As more people obtain health insurance, there will also subsequently be more patient records that have to be kept secured by healthcare providers. Although the protection of patient information is already regulated under the Health Insurance Portability and Accountability Act, more commonly referred to as HIPAA, healthcare organizations are not a stranger to data breaches. Earlier this month, laptops containing information on more than 700,000 patients were stolen from an office building in California.
To prevent these types of records from being compromised, Scaglione said that hospitals and other healthcare facilities should place an increased emphasis on access control and making sure that proper protocols are followed.
“Putting a card reader on a door doesn’t mean it’s going to be more secure if the staff props the door open or leaves the door open,” he says. “It’s really ensuring those processes are working the way they’re supposed to be.”
In addition, Hamilton says that healthcare organizations also need to be cognizant of the dangers posed by petty criminals, as well as organized crime rings looking to steal this new influx of sensitive patient information.
“This is going to be an additional thing that hospitals and all healthcare providers start taking a tougher look at besides just stamping the HIPAA requirement and saying, ‘yeah, we meet that,” Hamilton says. “And again, a lot of times the weakness is in physical security and not in the IT department. In Miami, they have organized gangs that try to get their girlfriends on the payroll of hospitals just so they can steal the data and not so that they can sell it, but what they want to do is file false income tax reports because it’s incredibility lucrative.”

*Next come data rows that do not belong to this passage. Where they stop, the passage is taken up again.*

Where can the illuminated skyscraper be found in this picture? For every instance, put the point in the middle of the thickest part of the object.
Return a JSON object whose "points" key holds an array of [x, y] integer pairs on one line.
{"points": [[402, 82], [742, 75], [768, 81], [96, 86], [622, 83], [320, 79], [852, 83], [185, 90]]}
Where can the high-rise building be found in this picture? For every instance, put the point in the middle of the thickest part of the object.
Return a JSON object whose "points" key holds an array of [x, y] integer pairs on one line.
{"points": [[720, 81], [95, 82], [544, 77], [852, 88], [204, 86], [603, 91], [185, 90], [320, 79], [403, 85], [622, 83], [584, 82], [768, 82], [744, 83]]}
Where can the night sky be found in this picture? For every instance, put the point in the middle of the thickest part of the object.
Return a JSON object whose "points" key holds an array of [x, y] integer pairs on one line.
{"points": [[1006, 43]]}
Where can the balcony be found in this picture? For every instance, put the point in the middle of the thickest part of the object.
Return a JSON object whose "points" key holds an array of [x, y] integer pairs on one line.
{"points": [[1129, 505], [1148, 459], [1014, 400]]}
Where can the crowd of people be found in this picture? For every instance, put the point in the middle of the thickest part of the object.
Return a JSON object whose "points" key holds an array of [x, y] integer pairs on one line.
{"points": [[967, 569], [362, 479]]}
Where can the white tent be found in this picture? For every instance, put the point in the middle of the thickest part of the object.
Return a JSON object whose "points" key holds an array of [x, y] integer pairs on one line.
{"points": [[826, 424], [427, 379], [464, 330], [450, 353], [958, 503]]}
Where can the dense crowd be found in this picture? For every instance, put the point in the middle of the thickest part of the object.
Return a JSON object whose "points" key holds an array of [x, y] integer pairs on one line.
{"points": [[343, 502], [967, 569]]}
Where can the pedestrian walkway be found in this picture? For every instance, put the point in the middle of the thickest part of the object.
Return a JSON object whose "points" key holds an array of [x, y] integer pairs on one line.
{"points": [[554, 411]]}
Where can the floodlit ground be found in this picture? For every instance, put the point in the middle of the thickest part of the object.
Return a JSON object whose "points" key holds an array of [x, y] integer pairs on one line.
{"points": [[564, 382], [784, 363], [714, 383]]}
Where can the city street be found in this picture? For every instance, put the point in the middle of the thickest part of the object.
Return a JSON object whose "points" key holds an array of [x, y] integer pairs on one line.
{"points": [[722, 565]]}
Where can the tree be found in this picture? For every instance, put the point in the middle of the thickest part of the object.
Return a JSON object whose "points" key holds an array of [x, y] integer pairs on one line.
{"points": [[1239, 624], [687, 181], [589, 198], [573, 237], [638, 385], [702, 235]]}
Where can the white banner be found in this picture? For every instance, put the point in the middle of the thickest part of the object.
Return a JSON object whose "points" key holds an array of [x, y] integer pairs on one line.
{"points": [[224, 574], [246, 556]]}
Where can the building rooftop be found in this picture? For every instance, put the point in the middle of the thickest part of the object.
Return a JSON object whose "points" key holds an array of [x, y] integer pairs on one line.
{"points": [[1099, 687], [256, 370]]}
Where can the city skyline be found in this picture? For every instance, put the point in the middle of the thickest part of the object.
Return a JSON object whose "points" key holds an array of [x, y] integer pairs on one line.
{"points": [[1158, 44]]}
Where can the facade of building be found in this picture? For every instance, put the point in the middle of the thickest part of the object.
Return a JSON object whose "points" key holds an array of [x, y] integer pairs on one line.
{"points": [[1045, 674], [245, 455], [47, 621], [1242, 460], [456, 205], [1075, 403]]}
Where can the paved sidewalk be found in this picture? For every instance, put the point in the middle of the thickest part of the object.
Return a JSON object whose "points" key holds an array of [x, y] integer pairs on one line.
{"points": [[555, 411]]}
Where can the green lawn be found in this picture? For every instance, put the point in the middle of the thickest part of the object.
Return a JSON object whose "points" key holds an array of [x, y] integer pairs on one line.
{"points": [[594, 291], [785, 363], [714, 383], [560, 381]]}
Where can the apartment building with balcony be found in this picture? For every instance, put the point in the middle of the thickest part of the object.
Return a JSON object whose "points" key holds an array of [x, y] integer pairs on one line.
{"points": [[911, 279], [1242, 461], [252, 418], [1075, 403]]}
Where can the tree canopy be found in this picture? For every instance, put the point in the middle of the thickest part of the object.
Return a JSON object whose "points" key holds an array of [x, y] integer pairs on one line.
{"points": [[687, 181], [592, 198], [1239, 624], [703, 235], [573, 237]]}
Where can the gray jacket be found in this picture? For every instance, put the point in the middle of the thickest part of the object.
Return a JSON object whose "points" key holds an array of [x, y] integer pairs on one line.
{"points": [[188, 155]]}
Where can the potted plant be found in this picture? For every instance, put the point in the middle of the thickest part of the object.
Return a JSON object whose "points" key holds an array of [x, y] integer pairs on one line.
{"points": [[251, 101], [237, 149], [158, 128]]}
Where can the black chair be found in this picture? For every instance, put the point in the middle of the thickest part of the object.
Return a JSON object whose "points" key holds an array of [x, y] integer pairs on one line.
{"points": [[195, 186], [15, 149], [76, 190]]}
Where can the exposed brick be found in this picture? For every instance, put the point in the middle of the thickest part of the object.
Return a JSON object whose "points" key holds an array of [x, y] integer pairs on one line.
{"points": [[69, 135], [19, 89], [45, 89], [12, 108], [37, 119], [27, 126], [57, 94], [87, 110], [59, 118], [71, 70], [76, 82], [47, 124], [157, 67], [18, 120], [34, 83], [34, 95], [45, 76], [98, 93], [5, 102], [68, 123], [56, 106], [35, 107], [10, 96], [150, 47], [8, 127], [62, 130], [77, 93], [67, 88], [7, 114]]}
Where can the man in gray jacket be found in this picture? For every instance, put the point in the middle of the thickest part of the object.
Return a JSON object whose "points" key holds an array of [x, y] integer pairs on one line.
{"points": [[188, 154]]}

With more people having health insurance, Scaglione said there will also undoubtedly be more people visiting emergency rooms, which has the potential to raise tension levels in what is already one of the most high-risk areas of a hospital.
“Those people that haven’t had healthcare (insurance) for a long, long time and now have access to healthcare, obviously they wouldn’t have primary physicians so they’re going to go to the emergency rooms across the country which is really going to inundate those hospitals that were probably already very busy even more,” says Scaglione. “These particular patients are probably some of the most difficult in the sense that they have multiple problems, not only physical but psychological. So, the emergency rooms tend to be violent places and now everybody is assuming that’s probably going to increase as people become more insured and use that insurance.”
While Hamilton agrees that hospital traffic will go up, she believes that it will actually reduce stress on emergency departments
“I think it’s going to reduce the pressure on emergency rooms and put pressure on the rest of the hospital and also physician practices. Poorer people and those on Medicaid are using the emergency room as their primary care physician, which is a problem (the healthcare law) was supposed to address,” says Hamilton. “That might reduce the impact on the emergency department, which is the entry point of a lot of problems.”